How to find the number of solutions to $x_1+x_2+x_3+x_4+y_1+y_2=6$ if for $0\le i\le 4$ $0\le x_i \le 2$ and $y_1, y_2$ is divisible by $3$ without using generating functions? $x_i, y_k$ are non-negative integers.
I'm having trouble with manual counting of solutions. I tried using inclusion/exclusion principle: for $0\le i\le 4$ let $A_i$ be the solutions set when $x_i\ge 3$. There are $4$ such sets like $A_i$. Then we have two sets $B_1, B_2$ when $y_{1,2}$ is not divided by $3$, hence $y_{1,2}$ can be $1,2,4,5$. Therefore $|B_{1,2}|=4, |A_i|={6-2-1+6-3\choose 6-3}$ (because we have only $6-2$ bins for $x_i$ and in each bin there can be at most $6-3$ numbers.
Then we can find all intersections of two sets from $A_i$ and $B_j$. There are ${4\choose 2}$ intersections of $A_i\cap A_j$ and $|A_i\cap A_j|={6-2-1+6-3-3\choose 6-3-3}$, there's one intersection $|B_1\cap B_2|=4\cdot 4$ and there're ${4\choose 1}{2\choose 1}$ intersections of $|A_i\cap B_k|={6-2-1+3\choose 3}\cdot 4$.
There's a total of $U={6-1+6\choose 6}$ solutions to the equation.

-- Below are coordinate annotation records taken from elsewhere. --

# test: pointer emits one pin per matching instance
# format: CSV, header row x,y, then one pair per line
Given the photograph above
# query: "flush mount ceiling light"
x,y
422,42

Then to find the solutions under the given constraints the answer would be: $$ U-\biggl(\sum_{i=0}^4 A_i\biggr)-B_1-B_2+{4\choose 2}A_i\cap A_j+B_1\cap B_2+{4\choose 1}{2\choose 1}A_i\cap B_k=1036 $$ which I'm pretty sure is not the correct answer. I did try to solve this using generating functions in order to check if my solutions is correct and I got $54$ which I find to be much more reasonable.
EDIT: I decided to add the calculation using generating functions as a reference for searching the correct answer.
The generating function for this problem is: $$ f(x)=(1+x+x^2)^4(1+x^3+x^6+\dots)^2 $$ The closed form is: $$ \bigg(\frac{1-x^3}{1-x}\bigg)^4\cdot \bigg(\frac{1}{1-x^3}\bigg)^2=\frac{(1-x^3)^2}{(1-x)^4} $$ and to find the coefficient of $x^6$: $$ \sum_{k=0}^2{2\choose k} (-1)^kx^{3k}\cdot \sum_{i=0}^{\infty}{4-1+i\choose i}x^i $$ Finally the coefficient is: $$ {2\choose 0}{4-1+6\choose 6}-{2\choose 1}{4-1+3\choose 3}+{2\choose 2}{4-1+0\choose 0}=45 $$
Case by case (definitely somewhat error prone):
The $y_i's$ can be $0,3,6$.
Case I: one of them is $6$. Then all the others are $0$. $\boxed 2$
Case II: Two of them are $3$. Then all the others are $0$. $\boxed 1$.
Case III: one of them is $3$. Two places to put that $3$. the $x_i$ must then sum to $3$.
IIIa: No $2's$. Then we have three $1's$ and a $0$. $\underline 4$.
IIIb: One $2$. Then we have four places to put the $2$ and three to put the $1$ so $\underline {12}$.
In total $$2\times (4+12)=\boxed {32}$$
Case IV: No $3's$. Then the $x_i$ must sum to $6$. To do that we need at least two $2's$.
IVa: two $2's$ and two $1's$. Then $\binom 42=\underline 6$
IVb: Three $2's$ and one $0$. $\underline 4$
In total $$6+4=\boxed {10}$$
Combining we get $$2+1+32+10=\boxed {45}$$
Note: In a comment I had said I got to $56$ but that was a blunder. I did warn that this method is somewhat error prone.